A hermenêutica aliancista está intimamente ligada ao conceito de “prioridade do Novo Testamento” no qual o Novo Testamento é visto como a lente para interpretar e até mesmo reinterpretar o Velho Testamento. Isto enquadra-se na ideia de que a transição do Velho Testamento para o Novo Testamento é o de uma sombra para uma realidade. Assim, físicas e nacionais promessas no Velho Testamento são frequentemente vistas como sombras e tipos que são cumpridos em Jesus e na igreja. Esta abordagem pode envolver espiritualizar o Velho Testamento. Como Kim Riddlebarger declarou, “Se os autores do Novo Testamento espiritualizam profecias do Velho Testamento ao aplica-las em um sentido não literal, então a passagem do Velho Testamento deve ser vista à luz dessa interpretação do Novo Testamento, não o oposto.” (Kim Riddlebarger, A Case for Amillennialism, 37). Alegadamente, uma vez que os conceitos de “Israel” e “templo” encontram cumprimento em Jesus, não necessitamos de esperar um cumprimento literal destes temas no futuro.

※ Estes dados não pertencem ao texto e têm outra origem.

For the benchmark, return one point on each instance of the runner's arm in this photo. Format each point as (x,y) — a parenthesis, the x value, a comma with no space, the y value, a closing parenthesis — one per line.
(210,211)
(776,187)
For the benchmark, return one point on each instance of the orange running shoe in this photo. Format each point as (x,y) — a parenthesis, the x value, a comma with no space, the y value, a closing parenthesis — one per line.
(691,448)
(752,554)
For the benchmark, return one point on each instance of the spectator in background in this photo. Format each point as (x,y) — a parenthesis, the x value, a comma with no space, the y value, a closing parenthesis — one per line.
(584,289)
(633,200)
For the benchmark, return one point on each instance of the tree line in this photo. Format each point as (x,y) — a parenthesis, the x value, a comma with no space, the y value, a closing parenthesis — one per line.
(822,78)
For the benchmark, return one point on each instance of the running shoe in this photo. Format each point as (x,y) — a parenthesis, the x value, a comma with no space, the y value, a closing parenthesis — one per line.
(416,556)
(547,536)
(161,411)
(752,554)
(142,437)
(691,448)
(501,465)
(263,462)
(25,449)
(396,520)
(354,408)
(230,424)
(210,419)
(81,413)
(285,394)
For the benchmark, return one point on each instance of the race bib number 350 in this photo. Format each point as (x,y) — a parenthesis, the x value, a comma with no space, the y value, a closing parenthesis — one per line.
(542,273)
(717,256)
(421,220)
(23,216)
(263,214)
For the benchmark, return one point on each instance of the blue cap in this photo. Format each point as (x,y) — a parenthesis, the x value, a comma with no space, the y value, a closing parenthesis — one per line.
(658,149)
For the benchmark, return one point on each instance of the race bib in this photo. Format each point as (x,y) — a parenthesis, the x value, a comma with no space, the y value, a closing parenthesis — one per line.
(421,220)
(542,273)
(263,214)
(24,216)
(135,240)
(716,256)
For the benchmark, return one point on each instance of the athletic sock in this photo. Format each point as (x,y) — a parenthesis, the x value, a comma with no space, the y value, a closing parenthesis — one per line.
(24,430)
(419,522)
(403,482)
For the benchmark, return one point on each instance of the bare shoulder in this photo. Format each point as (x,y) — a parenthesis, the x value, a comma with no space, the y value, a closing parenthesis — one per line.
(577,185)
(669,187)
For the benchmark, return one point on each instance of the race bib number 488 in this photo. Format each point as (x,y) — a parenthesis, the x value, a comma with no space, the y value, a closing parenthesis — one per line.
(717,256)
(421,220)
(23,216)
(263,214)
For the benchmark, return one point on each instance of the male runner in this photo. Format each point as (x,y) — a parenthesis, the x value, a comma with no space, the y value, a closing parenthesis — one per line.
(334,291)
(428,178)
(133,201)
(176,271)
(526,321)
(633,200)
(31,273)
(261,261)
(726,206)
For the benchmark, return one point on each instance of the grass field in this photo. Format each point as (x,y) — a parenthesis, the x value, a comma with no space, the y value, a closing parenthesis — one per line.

Em suma, muitas das diferenças entres os dois campos concernem a quão literais deveríamos ser com alianças e promessas físicas e nacionais no Velho Testamento. Dispensacionalistas veem estas como realidades que necessitam ser cumpridas se ainda não o foram. Aliancistas frequentemente veem-nas como sombras e tipos que são cumpridas em Jesus não sendo necessário qualquer cumprimento literal.
Enredo
Em adição à hermenêutica, a outra grande diferença entre o Dispensacionalismo e a Teologia da Aliança concerne o enredo Bíblico. Os debates usualmente envolvem temas importantes tais como a natureza de promessas e alianças do Velho Testamento, a identidade e papel de Israel nos propósitos de Deus, a identidade e papel da igreja, e o que foi cumprido na primeira vinda de Jesus e o que resta ser cumprido na segunda vinda de Jesus.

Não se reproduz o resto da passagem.